William T. A. Fitzgerald (December 19, 1871 – February 24, 1948) was an American politician from Boston who served as Register of Deeds of Suffolk County, Massachusetts from 1906 to 1946.

==Early life==
Fitzgerald was born on December 19, 1871, in Boston's North End. While he was a small child, Fitzgerald's family moved to the South Cove section of the city. During his youth, Fitzgerald was a pitcher for the South Cove Maroons amateur baseball team. He graduated from Boston University School of Law and was admitted to the bar in 1897. On November 25, 1900, he married Ellen T. Butler.

==Political career==
Fitzgerald was elected to the Boston Common Council in 1896. From 1898 to 1900 he was a member of the Massachusetts House of Representatives. He then served in the Massachusetts Senate from 1901 to 1903. From 1902 to 1905 he was president of the Boston Democratic city committee. In 1925 he was a candidate for Mayor of Boston. He finished 7th in the ten candidate field with 2% of the vote.

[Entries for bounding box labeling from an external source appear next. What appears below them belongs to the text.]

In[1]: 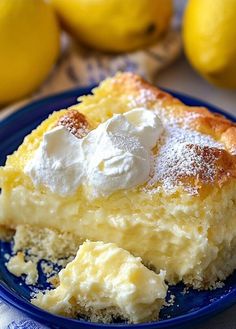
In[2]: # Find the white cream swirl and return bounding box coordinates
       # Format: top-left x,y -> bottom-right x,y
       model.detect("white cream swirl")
25,108 -> 163,197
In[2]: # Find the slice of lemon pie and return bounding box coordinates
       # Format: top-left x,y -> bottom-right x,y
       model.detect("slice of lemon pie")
32,241 -> 167,323
0,73 -> 236,288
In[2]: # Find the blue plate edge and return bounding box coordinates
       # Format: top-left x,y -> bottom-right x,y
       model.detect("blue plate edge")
0,85 -> 236,329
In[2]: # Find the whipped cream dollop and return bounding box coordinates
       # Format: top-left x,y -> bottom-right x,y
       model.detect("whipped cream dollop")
25,108 -> 163,197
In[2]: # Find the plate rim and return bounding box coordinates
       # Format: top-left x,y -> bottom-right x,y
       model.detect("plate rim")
0,85 -> 236,329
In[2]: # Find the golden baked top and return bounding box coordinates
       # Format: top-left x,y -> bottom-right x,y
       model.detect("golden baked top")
2,73 -> 236,194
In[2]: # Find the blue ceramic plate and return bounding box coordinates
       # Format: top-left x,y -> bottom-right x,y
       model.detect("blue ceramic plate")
0,88 -> 236,329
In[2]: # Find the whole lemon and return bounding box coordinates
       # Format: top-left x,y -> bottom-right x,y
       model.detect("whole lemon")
183,0 -> 236,88
51,0 -> 172,52
0,0 -> 60,104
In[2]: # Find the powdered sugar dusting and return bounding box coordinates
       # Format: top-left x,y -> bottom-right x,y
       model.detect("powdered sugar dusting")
147,125 -> 223,194
128,89 -> 156,108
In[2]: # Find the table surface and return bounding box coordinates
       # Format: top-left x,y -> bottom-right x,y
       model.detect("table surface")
157,56 -> 236,329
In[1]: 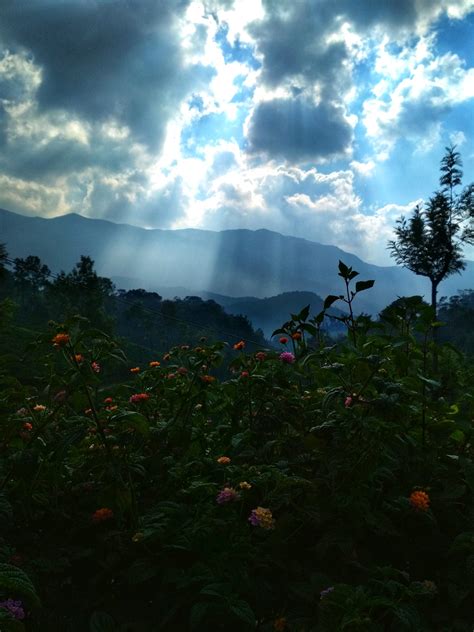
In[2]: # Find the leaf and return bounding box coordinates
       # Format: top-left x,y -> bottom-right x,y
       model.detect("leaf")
0,564 -> 40,606
295,305 -> 310,320
112,410 -> 150,435
339,259 -> 351,279
230,600 -> 257,628
89,612 -> 117,632
189,602 -> 212,630
356,280 -> 375,292
324,294 -> 339,309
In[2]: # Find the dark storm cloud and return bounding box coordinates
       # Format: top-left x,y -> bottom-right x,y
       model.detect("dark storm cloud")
248,98 -> 352,162
0,0 -> 212,147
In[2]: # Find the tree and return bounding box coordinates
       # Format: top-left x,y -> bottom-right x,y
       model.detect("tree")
13,255 -> 51,290
388,145 -> 474,317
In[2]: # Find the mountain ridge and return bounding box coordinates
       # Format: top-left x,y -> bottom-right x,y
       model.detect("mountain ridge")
0,210 -> 474,313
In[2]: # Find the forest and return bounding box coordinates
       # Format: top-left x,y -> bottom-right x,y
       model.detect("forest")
0,241 -> 474,632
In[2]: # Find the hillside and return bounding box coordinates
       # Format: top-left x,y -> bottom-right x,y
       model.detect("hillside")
0,210 -> 474,313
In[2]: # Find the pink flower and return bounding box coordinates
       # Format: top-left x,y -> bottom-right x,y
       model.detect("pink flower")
128,393 -> 150,404
280,351 -> 296,364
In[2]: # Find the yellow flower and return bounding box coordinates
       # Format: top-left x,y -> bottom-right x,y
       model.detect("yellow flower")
239,481 -> 252,489
410,491 -> 430,511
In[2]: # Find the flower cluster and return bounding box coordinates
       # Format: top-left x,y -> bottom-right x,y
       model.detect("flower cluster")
249,507 -> 275,529
216,487 -> 239,505
92,507 -> 114,524
0,599 -> 25,621
410,491 -> 430,511
128,393 -> 150,404
280,351 -> 295,364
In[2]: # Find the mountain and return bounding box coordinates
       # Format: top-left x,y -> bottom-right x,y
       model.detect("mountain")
0,210 -> 474,313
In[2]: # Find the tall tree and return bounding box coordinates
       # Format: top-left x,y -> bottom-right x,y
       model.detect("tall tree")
388,145 -> 474,315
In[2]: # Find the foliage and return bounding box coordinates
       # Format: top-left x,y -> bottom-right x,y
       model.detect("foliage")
0,262 -> 474,632
389,146 -> 474,313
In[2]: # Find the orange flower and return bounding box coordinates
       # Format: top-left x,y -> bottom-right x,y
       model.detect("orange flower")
201,375 -> 216,384
51,334 -> 70,347
92,507 -> 114,524
410,491 -> 430,511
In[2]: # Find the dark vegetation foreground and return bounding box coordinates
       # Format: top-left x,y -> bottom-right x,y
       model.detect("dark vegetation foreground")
0,253 -> 474,632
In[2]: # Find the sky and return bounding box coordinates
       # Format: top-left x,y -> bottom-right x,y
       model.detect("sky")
0,0 -> 474,265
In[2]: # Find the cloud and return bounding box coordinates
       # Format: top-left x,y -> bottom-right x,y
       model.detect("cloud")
248,98 -> 352,162
0,0 -> 212,147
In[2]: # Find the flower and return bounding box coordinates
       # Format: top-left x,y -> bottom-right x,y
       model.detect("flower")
92,507 -> 114,524
320,586 -> 334,599
128,393 -> 150,404
239,481 -> 252,489
249,507 -> 275,530
201,375 -> 216,384
216,487 -> 239,505
273,617 -> 286,632
410,491 -> 430,511
280,351 -> 295,364
0,599 -> 25,621
51,334 -> 70,347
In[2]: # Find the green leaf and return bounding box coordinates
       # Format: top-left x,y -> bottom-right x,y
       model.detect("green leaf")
230,600 -> 257,628
0,564 -> 40,606
324,294 -> 339,309
356,280 -> 375,292
295,305 -> 310,321
89,612 -> 117,632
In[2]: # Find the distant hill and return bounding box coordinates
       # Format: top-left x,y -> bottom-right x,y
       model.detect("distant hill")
0,210 -> 474,313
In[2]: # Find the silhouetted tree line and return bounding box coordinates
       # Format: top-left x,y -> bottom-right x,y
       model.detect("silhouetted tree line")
0,251 -> 266,351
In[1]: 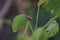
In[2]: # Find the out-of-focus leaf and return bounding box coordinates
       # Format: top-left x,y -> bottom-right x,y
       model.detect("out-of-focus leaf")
12,14 -> 27,32
31,28 -> 47,40
45,22 -> 59,38
17,33 -> 28,40
28,7 -> 53,28
46,0 -> 60,16
38,0 -> 48,6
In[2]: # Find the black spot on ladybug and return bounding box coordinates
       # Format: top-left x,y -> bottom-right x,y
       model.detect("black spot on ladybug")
27,16 -> 32,20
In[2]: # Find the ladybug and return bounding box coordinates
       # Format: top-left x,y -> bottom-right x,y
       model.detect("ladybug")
27,16 -> 32,20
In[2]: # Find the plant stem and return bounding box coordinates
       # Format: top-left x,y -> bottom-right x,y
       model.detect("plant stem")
35,6 -> 40,30
43,16 -> 58,29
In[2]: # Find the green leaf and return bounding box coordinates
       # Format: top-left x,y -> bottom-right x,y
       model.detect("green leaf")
45,22 -> 59,38
17,33 -> 28,40
46,0 -> 60,16
12,14 -> 27,32
32,28 -> 47,40
38,0 -> 48,6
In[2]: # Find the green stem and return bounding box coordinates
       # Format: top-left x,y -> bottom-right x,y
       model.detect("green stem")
35,6 -> 40,30
43,16 -> 58,29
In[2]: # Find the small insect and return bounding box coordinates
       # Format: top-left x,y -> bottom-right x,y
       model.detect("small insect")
27,16 -> 32,20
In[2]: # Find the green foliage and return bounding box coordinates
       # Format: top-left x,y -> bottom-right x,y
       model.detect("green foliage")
46,22 -> 59,38
12,0 -> 60,40
38,0 -> 48,6
12,14 -> 27,32
17,33 -> 28,40
46,0 -> 60,16
32,27 -> 47,40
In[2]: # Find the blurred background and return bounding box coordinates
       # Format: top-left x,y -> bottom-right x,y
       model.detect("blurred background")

From 1906 to 1946, Fitzgerald was Register of Deeds for Suffolk County. During his tenure, Fitzgerald drafted bills that authorized short forms of deeds and mortgages, protected rights of plaintiffs in attachment cases, prevented mortgage fraud, authorized direct transfer of real estate between spouses, and gave married partners equal rights in the real estate of the other. He was defeated for reelection in 1946 by state senator Leo J. Sullivan.

Fitzgerald died on February 24, 1948, at a convalescent hospital in Newton, Massachusetts. He was survived by his wife and six children.